Ki Tavo By :  Craig Scheff Adjunct Lecturer of Professional and Pastoral Skills Posted On Sep 23, 2016 / 5776 | דבר אחר | A Different Perspective
Everyone on the team, from the manager to the coach, from a secretary to an owner, has a role to fulfill. That role is valuable if the team is to come close to reaching its potential. The leader must understand this. Every single member of your team needs to feel wanted and appreciated. If they are on the team, they deserve to be valued and to feel valued. Do you want someone on the team who doesn’t feel necessary and appreciated? How do they find out unless you let them know?
—John Wooden and Steve Jamison, Wooden: A Lifetime of Observations and Reflections On and Off the Court

John Wooden is widely considered to have been one of the best basketball coaches of all time, certainly so at the college level. As a teacher, he is best remembered for his accessible manner. His understanding of psychology, motivation, and organizational behavior enabled him to teach life in the same breath as he did sports.

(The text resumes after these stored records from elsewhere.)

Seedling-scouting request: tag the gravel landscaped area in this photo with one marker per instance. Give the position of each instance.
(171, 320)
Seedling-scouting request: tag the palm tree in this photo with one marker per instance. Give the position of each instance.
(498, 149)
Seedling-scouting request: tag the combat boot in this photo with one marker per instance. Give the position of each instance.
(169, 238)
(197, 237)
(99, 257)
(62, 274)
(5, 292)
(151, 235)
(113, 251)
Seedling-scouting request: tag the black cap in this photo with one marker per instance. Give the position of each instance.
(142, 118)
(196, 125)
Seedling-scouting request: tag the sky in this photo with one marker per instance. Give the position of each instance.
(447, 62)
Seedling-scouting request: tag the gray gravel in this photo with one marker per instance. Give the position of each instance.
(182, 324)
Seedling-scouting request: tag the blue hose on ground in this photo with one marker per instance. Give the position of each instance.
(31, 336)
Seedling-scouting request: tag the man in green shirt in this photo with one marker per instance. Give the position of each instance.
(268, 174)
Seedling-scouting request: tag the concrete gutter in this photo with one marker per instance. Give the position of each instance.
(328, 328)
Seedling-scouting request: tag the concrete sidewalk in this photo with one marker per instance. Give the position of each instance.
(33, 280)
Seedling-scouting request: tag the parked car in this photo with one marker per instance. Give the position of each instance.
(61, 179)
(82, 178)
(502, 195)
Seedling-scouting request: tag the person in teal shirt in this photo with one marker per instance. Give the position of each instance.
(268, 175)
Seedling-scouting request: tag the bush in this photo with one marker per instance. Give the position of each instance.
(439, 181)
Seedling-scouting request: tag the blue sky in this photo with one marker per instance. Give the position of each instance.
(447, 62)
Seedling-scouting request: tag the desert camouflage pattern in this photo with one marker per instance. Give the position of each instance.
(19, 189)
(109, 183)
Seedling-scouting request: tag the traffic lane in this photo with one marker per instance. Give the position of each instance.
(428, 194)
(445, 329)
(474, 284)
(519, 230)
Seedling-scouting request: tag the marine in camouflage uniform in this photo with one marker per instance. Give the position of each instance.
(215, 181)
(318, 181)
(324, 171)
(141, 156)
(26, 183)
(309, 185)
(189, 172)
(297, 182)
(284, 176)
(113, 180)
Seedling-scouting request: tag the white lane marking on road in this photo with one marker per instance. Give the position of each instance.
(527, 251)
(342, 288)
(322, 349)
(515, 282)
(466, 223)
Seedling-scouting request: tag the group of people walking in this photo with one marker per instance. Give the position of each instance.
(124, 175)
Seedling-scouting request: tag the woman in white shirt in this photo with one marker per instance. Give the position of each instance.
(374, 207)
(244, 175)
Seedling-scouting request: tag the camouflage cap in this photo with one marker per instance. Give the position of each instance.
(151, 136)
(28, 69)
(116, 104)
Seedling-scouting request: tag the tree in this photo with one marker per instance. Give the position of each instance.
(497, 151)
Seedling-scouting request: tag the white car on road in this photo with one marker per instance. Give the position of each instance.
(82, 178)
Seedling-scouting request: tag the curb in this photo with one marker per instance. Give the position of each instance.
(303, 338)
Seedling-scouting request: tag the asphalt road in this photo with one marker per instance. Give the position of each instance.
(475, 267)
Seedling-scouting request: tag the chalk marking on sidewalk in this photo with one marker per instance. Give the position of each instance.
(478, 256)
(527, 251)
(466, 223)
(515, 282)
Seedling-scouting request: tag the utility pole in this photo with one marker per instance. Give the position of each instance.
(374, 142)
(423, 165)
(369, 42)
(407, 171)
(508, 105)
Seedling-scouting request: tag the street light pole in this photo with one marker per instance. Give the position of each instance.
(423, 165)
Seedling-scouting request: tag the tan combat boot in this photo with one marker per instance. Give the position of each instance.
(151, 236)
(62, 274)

Life’s players, he teaches, need to know that participation in the communal effort is valued. Whether we are at the center of the action or on the bench, we need to know we’re contributing to the team’s history, development, and success. If our efforts feel validated, that ultimately benefits the team.

The ceremony of first fruits in Ki Tavo is presented as a thanksgiving for God’s benefit (Deut. 26:1-11). The Master Coach, however, seizes the opportunity to give everyone on Team Israel a moment to shine. Every player fulfills the obligation of showing up by bringing the basket of first fruits to the place-to-be-named-later. We follow the playbook,reciting the same formula that the rest of the team has practiced. And we all get meaningful minutes on the Divine court. The moment is ultimately an empowering one. Every player on the team participates equally. Every player is part of the narrative, sharing in the origins of the team’s history. Every player gets credit for having contributed to the team’s accomplishments.

As each individual Israelite gets the chance to highlight his or her contribution to the communal effort, a sense of pride, ownership, allegiance, and interdependence is fostered within the community. That is a winning formula for any team.